La mystification dans les démonstrations d’arts martiaux

vendredi 2 novembre 2007, par Léo Tamaki

Depuis la nuit des temps les hommes ont eu à cœur de démontrer leur force dans des compétitions, tournois, ou autres démonstrations. Ces manifestations qui se sont développés parallèlement aux civilisations étaient généralement liées à des cérémonies religieuses et servaient à honorer et distraire les dieux.

Des origines mythiques

Au Japon la plus ancienne trace de démonstration martiale se trouve dans le Nihon Shoki, écrit en 720 après J.C. . Il s’agit du récit d’un combat de la lutte qui deviendra plus tard le Sumo et qui eu lieu devant l’empereur Suinin la septième année de son règne, en 23 avant J.C..

Démonstrations pures et compétitions ayant souvent lieu simultanément furent liées dès l’origine. Si la compétition permet de déterminer qui, à un moment donné, est le meilleur dans un exercice, la démonstration permet de démontrer les spécificités d’un style ou d’une discipline.

Secrets militaires

On peut se poser la question de la pertinence de démonstrations dans les disciplines martiales. Véritables secrets militaires, les ryu étaient autrefois jalousement gardés par les clans qui en tiraient prestige et sécurité. Aujourd’hui encore, certaines écoles et traditions telles que le Katori Shinto ryu ou le Shinbukan Kuroda ryugi gardent dans leur enseignement un côté fermé hérité du passé.

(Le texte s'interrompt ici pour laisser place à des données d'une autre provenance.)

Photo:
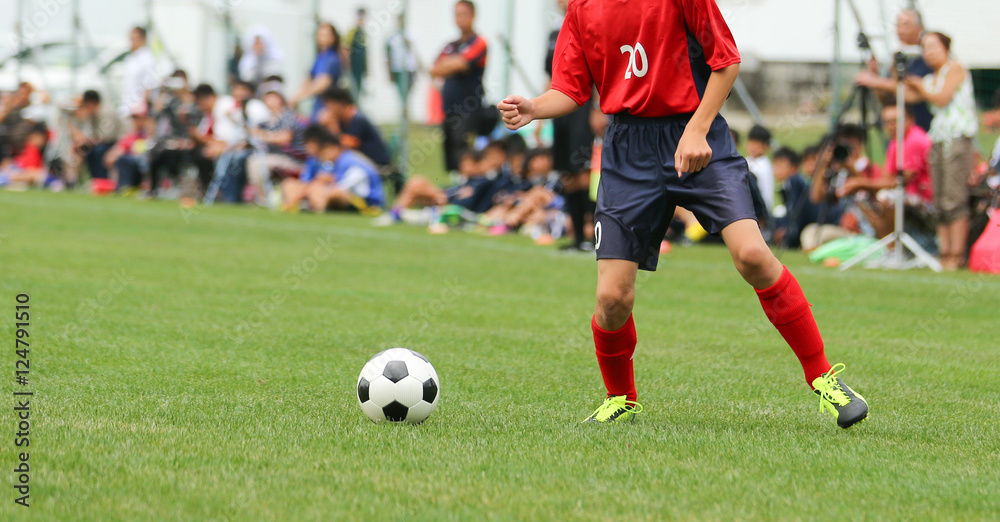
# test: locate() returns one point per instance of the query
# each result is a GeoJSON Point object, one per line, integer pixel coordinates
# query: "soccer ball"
{"type": "Point", "coordinates": [398, 385]}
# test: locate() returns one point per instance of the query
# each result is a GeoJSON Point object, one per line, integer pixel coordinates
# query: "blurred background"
{"type": "Point", "coordinates": [789, 47]}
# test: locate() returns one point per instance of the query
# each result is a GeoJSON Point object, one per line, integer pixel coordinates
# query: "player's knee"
{"type": "Point", "coordinates": [615, 301]}
{"type": "Point", "coordinates": [752, 259]}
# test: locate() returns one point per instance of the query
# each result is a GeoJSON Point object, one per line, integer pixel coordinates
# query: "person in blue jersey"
{"type": "Point", "coordinates": [326, 69]}
{"type": "Point", "coordinates": [334, 178]}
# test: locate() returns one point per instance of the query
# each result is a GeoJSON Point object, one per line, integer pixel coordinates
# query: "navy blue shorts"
{"type": "Point", "coordinates": [640, 189]}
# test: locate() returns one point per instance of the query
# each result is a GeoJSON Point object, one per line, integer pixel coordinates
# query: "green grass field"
{"type": "Point", "coordinates": [201, 365]}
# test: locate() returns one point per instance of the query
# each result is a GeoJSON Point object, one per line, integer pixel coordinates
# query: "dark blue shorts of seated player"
{"type": "Point", "coordinates": [640, 188]}
{"type": "Point", "coordinates": [474, 194]}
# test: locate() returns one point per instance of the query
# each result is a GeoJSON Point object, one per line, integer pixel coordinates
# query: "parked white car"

Toutefois, qu’elles le fassent régulièrement ou très rarement, toutes les écoles, à ma connaissance, se prêtent à l’exercice de la démonstration. De Ueshiba Moriheï à Kano Jigoro en passant par Funakoshi Gichin ou Nakayama Hakudo, tous les maîtres célèbres sacrifièrent à ce rituel, même s’il est évident qu’il existe ou a pu exister des cas isolés d’adeptes ne vivant pas de leur pratique et qui n’ont jamais effectué de démonstrations malgré un niveau élevé.

Mystifications ?

Il m’est arrivé plusieurs fois lors de discussions avec des amis pratiquants de débattre sur la question de savoir si les maîtres cachent leur pratique réelle lors de leurs démonstrations. Voici mon avis sur la question.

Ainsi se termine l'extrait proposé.